CAPÍTULO 17

A los cuarenta años, Sims Addison parecía una rata, con la nariz afilada, la frente curva y un mentón que daba la impresión de haber dejado de crecer antes que el resto del cuerpo. Se peinaba hacia atrás con la ayuda de un peine de púas anchas que siempre llevaba encima.

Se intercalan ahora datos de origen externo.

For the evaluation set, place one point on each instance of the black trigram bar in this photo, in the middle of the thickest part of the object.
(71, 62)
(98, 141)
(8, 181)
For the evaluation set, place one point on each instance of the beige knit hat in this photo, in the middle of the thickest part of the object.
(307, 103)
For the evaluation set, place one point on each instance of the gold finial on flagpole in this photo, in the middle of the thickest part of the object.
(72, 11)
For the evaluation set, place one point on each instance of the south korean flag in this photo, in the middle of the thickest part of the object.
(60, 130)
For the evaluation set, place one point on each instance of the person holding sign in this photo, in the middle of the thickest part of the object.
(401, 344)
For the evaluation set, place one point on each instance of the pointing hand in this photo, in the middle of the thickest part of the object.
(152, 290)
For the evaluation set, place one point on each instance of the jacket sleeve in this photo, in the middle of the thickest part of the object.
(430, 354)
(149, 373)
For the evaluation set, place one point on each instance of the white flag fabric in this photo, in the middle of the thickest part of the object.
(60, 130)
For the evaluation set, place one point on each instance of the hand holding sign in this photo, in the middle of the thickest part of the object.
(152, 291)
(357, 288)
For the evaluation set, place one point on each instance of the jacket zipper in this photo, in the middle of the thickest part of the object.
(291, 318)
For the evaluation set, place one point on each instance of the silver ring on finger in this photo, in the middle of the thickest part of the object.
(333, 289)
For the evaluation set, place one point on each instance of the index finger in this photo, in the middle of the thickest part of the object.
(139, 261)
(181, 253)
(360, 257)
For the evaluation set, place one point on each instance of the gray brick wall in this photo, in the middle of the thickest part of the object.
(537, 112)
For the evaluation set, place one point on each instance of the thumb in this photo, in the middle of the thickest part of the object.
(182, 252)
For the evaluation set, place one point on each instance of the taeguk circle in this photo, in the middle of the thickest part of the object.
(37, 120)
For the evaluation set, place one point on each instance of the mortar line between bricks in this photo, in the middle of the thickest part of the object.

Sims, además, era alcohólico.

Sin embargo, no era de los que beben todas las noches, sino más bien de esos a los que les tiemblan las manos por la mañana antes de la primera copa, que solía tomar antes de que la mayoría de la gente se fuera a trabajar. Aunque le gustaba el bourbon, rara vez podía comprar otra cosa que el vino más barato, que bebía a litros. No le gustaba decir de dónde sacaba el dinero, aunque, aparte de la bebida y el alquiler, tampoco tenía muchas necesidades. Si poseía algún rasgo favorable, era que tenía la habilidad de volverse invisible, y, por consiguiente, podía averiguar cosas sobre los demás. Cuando bebía no montaba números ni se volvía insoportable, sino que ponía una cara —con los ojos medio cerrados y la boca flácida— con la que daba la impresión de estar más borracho de lo que estaba en realidad. Por eso la gente decía cosas delante de él.

Cosas que tenía que haber callado.

Sims ganaba lo poco que necesitaba chivándose a la policía.

Pero no se lo contaba todo. Sólo se iba de la lengua cuando podía mantenerse en el anonimato y, aun así, sacar algo de dinero; cuando estaba seguro de que la policía guardaría el secreto y él no tendría que declarar.

Los criminales, lo sabía, eran rencorosos, y no era tan tonto para creer que, si se enteraban de quién los había delatado, darían media vuelta y lo olvidarían.

Sims ya había estado en la cárcel: una vez a los veintitantos años por un robo menor y luego otras dos a los treinta y pico por posesión de marihuana. Sin embargo, la tercera vez que estuvo entre rejas sufrió un gran cambio. Para entonces ya estaba completamente alcoholizado y la primera semana la pasó sufriendo las consecuencias más terribles del síndrome de abstinencia. Tuvo temblores y vómitos y cuando cerraba los ojos, veía monstruos. También estuvo a punto de morir, pero no por la falta de bebida. Después de varios días de escuchar sus gritos y gemidos, el hombre con el que compartía la celda le pegó una paliza tremenda hasta dejarlo inconsciente porque no podía dormir. Sims estuvo tres semanas en la enfermería y, al final, la junta responsable de conceder la libertad condicional se compadeció de él por todo lo que había pasado y lo dejó salir. En lugar de cumplir toda su condena le dijeron que tenía que presentarse regularmente ante el funcionario encargado de su caso. Además, le advirtieron que si bebía o se drogaba, debería cumplir la pena entera.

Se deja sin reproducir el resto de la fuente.